Evil Doctor, Ash-Hole, Fat Nick, Turbo, etc. please immediately come down here and beat this attitude out of me. Either that or the only other thing I can think that will cure it. Whiskey, cartoons, and drunken, rambling debates.

Help me!


On another note, while I was waiting for the elevator yesterday there was this waifish young thing standing there shivering and her teeth were chattering. I got a great deal of pleasure out of it because it was 40 degrees, raining, and she was wearing fucking SANDALS!!!!!

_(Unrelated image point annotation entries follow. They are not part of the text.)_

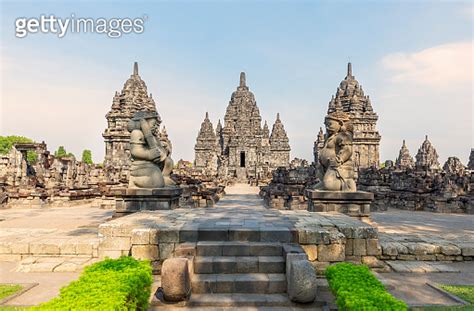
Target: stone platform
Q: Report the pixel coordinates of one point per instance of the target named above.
(355, 204)
(155, 235)
(148, 199)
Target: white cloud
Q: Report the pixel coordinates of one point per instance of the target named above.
(440, 67)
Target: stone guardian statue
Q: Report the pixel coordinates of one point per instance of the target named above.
(335, 168)
(149, 157)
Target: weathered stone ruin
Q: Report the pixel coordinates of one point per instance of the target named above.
(470, 164)
(422, 185)
(242, 149)
(50, 181)
(53, 181)
(133, 97)
(350, 98)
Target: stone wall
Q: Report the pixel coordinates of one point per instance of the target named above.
(419, 190)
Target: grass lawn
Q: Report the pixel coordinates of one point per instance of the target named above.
(465, 292)
(9, 289)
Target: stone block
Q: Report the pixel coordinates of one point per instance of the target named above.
(373, 262)
(311, 251)
(20, 248)
(422, 248)
(175, 279)
(359, 247)
(406, 257)
(430, 257)
(113, 254)
(67, 267)
(85, 248)
(67, 248)
(450, 250)
(164, 236)
(10, 257)
(44, 249)
(149, 252)
(331, 252)
(349, 247)
(373, 247)
(115, 243)
(301, 282)
(320, 266)
(467, 250)
(185, 249)
(166, 250)
(140, 236)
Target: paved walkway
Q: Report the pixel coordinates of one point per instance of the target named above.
(453, 227)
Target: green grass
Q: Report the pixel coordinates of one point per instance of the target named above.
(9, 289)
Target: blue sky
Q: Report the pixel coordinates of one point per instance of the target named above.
(414, 58)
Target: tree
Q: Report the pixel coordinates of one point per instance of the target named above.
(61, 152)
(87, 157)
(7, 142)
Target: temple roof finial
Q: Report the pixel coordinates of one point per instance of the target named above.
(135, 69)
(242, 79)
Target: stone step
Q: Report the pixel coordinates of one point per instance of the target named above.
(239, 233)
(256, 283)
(239, 264)
(239, 300)
(261, 302)
(208, 248)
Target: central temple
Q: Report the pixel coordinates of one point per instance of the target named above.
(242, 149)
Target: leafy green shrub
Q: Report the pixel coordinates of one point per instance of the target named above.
(112, 284)
(7, 142)
(356, 288)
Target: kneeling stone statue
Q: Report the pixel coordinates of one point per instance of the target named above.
(335, 168)
(151, 161)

Also, I think the Axe body spray commercial with "The One-upper" would work better if the guy getting one-upped didn't look like such a douchey, wussy weenie.
No offense, Fat Nick.
(Zing!)

4 Comments:

At 2:19 PM, Blogger Some Warrior said...

It was Oneida flatware--not top of the line, but still reputable. Its not like we're talking Denny's level here where the fork tines bend on mashed potatoes...

 
At 4:30 PM, Blogger huzefa said...

Here's something equally obnoxious !! Was the stemware Riedel ??

 
At 5:08 PM, Blogger The Head said...

No, the stemware was classy.

And I don't mind Riedel. But the pottery barn in you may be turning you against it.

Wait - I'm still doing it!

Help me!

 
At 5:09 PM, Blogger The Head said...

BTW, Team Brown, I curse your name at least once a month for getting me those gigundous martini glasses.

Although it's usually 8-10 hours after praising your name for getting me those gigundous martini classes.